Türkiyede ilk defa hastalarıyla empati kurmak için ameliyat masasına yatan Op. Dr. Eyüp Bozkurt kurguda olsa hissettiklerinin çok farklı olduğunu belirtti ve tüm detayları paylaştı.
Op. Dr. Eyüp Bozkurt İstanbul Üniversitesi İstanbul Tıp Fakültesi’nde tıp eğitimini tamamladı. Tıp Fakültesi eğitimi sırasında ABD’de Columbia Üniversitesi’nde Genel Cerrahi stajı yaptı.

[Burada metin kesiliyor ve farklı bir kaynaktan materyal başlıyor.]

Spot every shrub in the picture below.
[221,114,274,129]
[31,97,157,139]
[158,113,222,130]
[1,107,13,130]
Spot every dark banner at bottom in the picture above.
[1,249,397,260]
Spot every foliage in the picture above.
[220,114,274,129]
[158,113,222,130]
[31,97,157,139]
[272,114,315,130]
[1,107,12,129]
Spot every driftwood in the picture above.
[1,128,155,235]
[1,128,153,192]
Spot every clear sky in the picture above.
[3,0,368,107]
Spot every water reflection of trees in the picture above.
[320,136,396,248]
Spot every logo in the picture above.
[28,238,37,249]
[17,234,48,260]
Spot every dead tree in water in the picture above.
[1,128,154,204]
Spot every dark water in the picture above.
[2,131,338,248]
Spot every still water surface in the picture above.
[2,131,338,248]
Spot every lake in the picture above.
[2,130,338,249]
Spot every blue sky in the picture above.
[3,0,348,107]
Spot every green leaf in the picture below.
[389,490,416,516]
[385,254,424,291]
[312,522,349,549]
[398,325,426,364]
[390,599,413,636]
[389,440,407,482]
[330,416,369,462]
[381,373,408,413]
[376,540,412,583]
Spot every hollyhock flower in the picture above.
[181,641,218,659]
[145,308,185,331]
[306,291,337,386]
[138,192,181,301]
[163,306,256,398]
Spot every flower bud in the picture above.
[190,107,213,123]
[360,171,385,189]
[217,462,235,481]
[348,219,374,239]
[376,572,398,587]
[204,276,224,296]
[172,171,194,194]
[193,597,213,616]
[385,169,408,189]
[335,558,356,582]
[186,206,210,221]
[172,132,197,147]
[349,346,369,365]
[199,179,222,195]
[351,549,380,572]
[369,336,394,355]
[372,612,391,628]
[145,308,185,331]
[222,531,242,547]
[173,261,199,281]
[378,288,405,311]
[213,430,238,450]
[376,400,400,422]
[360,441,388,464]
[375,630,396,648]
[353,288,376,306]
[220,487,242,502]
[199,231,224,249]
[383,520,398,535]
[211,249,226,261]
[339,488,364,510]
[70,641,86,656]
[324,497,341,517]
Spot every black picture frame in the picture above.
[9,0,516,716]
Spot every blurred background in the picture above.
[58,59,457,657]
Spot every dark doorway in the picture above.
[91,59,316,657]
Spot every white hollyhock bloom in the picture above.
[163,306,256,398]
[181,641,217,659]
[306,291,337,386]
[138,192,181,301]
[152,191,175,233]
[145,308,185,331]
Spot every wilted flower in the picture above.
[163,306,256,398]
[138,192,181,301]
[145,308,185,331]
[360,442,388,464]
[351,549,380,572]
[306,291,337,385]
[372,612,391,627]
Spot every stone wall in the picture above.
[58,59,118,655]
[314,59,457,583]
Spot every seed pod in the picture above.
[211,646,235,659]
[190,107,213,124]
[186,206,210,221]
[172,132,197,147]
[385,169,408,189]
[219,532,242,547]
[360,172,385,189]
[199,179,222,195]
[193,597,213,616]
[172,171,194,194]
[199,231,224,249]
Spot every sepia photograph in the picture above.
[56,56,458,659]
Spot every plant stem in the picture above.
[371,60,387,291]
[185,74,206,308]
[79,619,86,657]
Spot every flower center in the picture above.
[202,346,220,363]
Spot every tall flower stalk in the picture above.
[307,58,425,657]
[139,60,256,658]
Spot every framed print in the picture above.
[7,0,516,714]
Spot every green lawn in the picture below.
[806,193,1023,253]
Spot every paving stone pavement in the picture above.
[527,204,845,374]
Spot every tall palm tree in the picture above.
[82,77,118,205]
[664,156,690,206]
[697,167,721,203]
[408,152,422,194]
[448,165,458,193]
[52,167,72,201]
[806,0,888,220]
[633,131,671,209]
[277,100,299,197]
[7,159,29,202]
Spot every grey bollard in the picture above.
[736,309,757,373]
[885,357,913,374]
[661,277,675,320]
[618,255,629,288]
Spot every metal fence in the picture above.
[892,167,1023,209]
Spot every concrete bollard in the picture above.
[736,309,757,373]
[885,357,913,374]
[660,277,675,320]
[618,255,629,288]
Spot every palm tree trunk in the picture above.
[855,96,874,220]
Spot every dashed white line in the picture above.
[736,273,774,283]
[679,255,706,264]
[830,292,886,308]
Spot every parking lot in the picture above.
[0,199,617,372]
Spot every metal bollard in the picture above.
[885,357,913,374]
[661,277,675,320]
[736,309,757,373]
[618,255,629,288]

Tıp Doktoru ünvanını aldıktan sonra İstanbul üniversitesi Temel Bilimler Bölümünde çalıştı. Daha sonra İstanbul Bakırköy Dr.Sadi Konuk Eğitim ve Araştırma Hastanesi’nde Kulak Burun Boğaz ve Baş ve Boyun Cerrahisi ihtisasını tamamladı.
Uzmanlık sonrası Burun ve Yüz Estetiği alanında yoğunlaşarak bu konuda çeşitli çalışmalarda bulundu.
Türkiyede ilk defa hastalarıyla empati kurmak için ameliyat masasına yatan Op. Dr. Eyüp Bozkurt kurguda olsa hissettiklerini şu şekilde açıkladı,
1) Ameliyathane soğuk bir ortam. Hakikaten öyleymiş.
2) Yani.. Çok da büyük bi hastalığım yok aslında. Olmasa mıydım acaba ?
3) Bi seferde olayım da kurtulayım. İnşallah güzel ve nefes alabilen bir burnum olur
4) Doktoruma çok güveniyorum. (Bu gerçekten olması gereken. Aksi halde asla bu ameliyat olunmaz)
5) Normalde müsamaha göstersem bile, şu anda hiç espri kaldıracak halde değilim.
6) Ameliyata girecek hemşire şu mu acaba ? (Ameliyathanedeki hastayla teması olan yada olabilecek herkesin hastaya kendini tanıtması o kadar önemliymiş ki. Oraya yatınca daha iyi anladım)
7) Kızım bugün okuldaki yemeği yer mi acaba ?
8) Ağrı çok olacak mı ? Doktor olmaz demişti ama.. Gerçi doktorların ağrı konusunda söylediğine de ne kadar inanılır.
9) Susadım ama su içesim de yok.
10) Ne kadar sürer acaba ? Amaan ne kadar sürerse sürsün, ben uyuyacam nasıl olsa.
11) Ameliyathane Türkiye’nin en güvenilir ortamı şu anda derken Eyüp Hoca ne demek istedi ya? Doğru aslında..
12) Bizim doktor nerede ?? Hah şurdaymış..
Bu farkındalığı yaratarak hastaları ile iletişimini güçlendiren Op. Dr. Eyüp Bozkurt,
“Burun hem estetik hem de fonksiyonel açıdan çok önemli bir organ. Burun estetiği uzmanı burun içerisindeki konka ve lenf dokularına, mukoza yapısı ve fizyolojisine hakim olması gerekir. Bunun yanında burnun yüze uyumunu da değerlendirebilmeli, yüzü bir bütün olarak ele alabilmelidir. Kaş-burun çizgisi, göz kapağı estetiği, göz altı ışık dolgusu, profiloplasti, çene ucu estetiği, alna yağ enjeksiyonu hatta kulak estetiği gibi konularda hastasına alternatifler sunabilmelidir. Hekim ve hasta bütün ayrıntıları konuşup birlikte hareket edebilmelidir” diyerek inanmadığı hiçbir tedaviyi hastalarına uygulamadığını belirtti.